Nigel’s abilities didn’t go unnoticed as he rose in the job and today, he is employed by an MNC deputed to the Unilever facility where he works in the staff canteen and is responsible for the maintenance of cleanliness there. “He has a meticulous eye for detail. In fact the first week when he was wiping the table, he noticed that the gaps in the slabs of the table had crusted food. So he took a coffee stirrer and started scraping it out. He then swept everything that fell under the table,” says Suman John, CEO, Diya Innovations where Nigel was working after he progressed in Diya Foundation.

“It shows that people with Downs’ Syndrome have a great eye for detail when compared to normal people and the job means a lot to them. So more of these people should be employed,” she adds. There are a number of children with learning disorders in the City and Jayashree Rajanahally, coordinator, Brindavan After School Remedial Centre tirelessly works to merge them in the mainstream.

“The worst part about children with learning disabilities is that their disabilities are hidden. So they don’t get any empathy or sympathy,” she notes. “We have around 60 children from various schools with learning disorders, attention deficit problem and high function autism. But they are all very capable and just need a little support which many mainstream school aren’t able to provide,” she adds.

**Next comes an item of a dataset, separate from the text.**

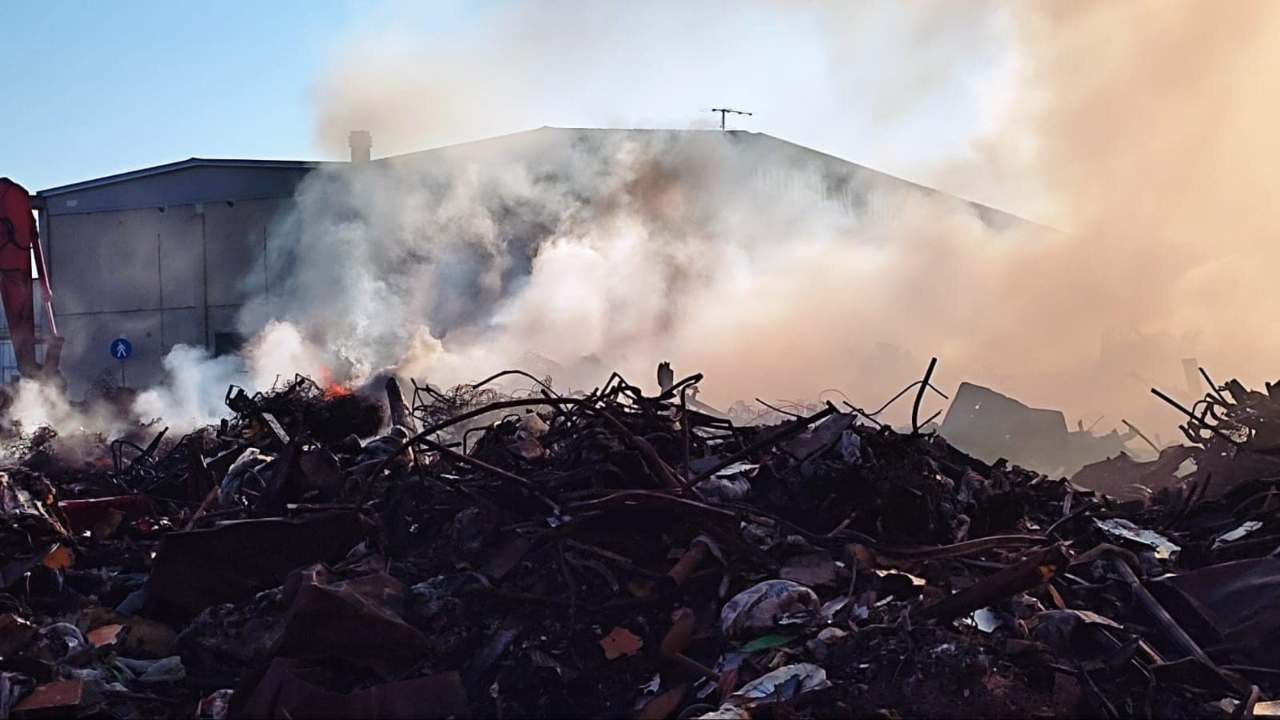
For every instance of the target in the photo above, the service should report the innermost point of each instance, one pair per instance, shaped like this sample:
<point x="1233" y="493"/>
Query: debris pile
<point x="475" y="552"/>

The children come and go between 3 pm and 6 pm and for three to four of them, there is one special educator. Brindavan Trust has two centres – at BNM School in Banashankari and in Jayanagar Second Block, where they also have walk-in queries for parents of such children. “After all, a little help goes a long way,” she says.

One such student with a learning disability who was also helped by Jyothi Iyer of Brindavan Trust is Anirudh. “A day like International Day of People with Disability is highly necessary as schools need to recognise the challenges faced by such children,” says the student of PESIT.

Says Dr Ajay Kela, President and CEO, Wadhwani Foundation, which also works towards merging disabled people into the mainstream, “India has about three to four million educated disabled but their representation in corporate India is meagre. An educated disabled offers business value having demonstrated tenacity in acquiring their degree despite weak supporting infrastructure. Our mission is to mainstream the educated disabled into sustainable high-quality corporate jobs.”

All that these children need is a little support as Shirley Lemos sums up, “Many people don’t think highly of such kids. But they are really talented and just need the right opportunity.”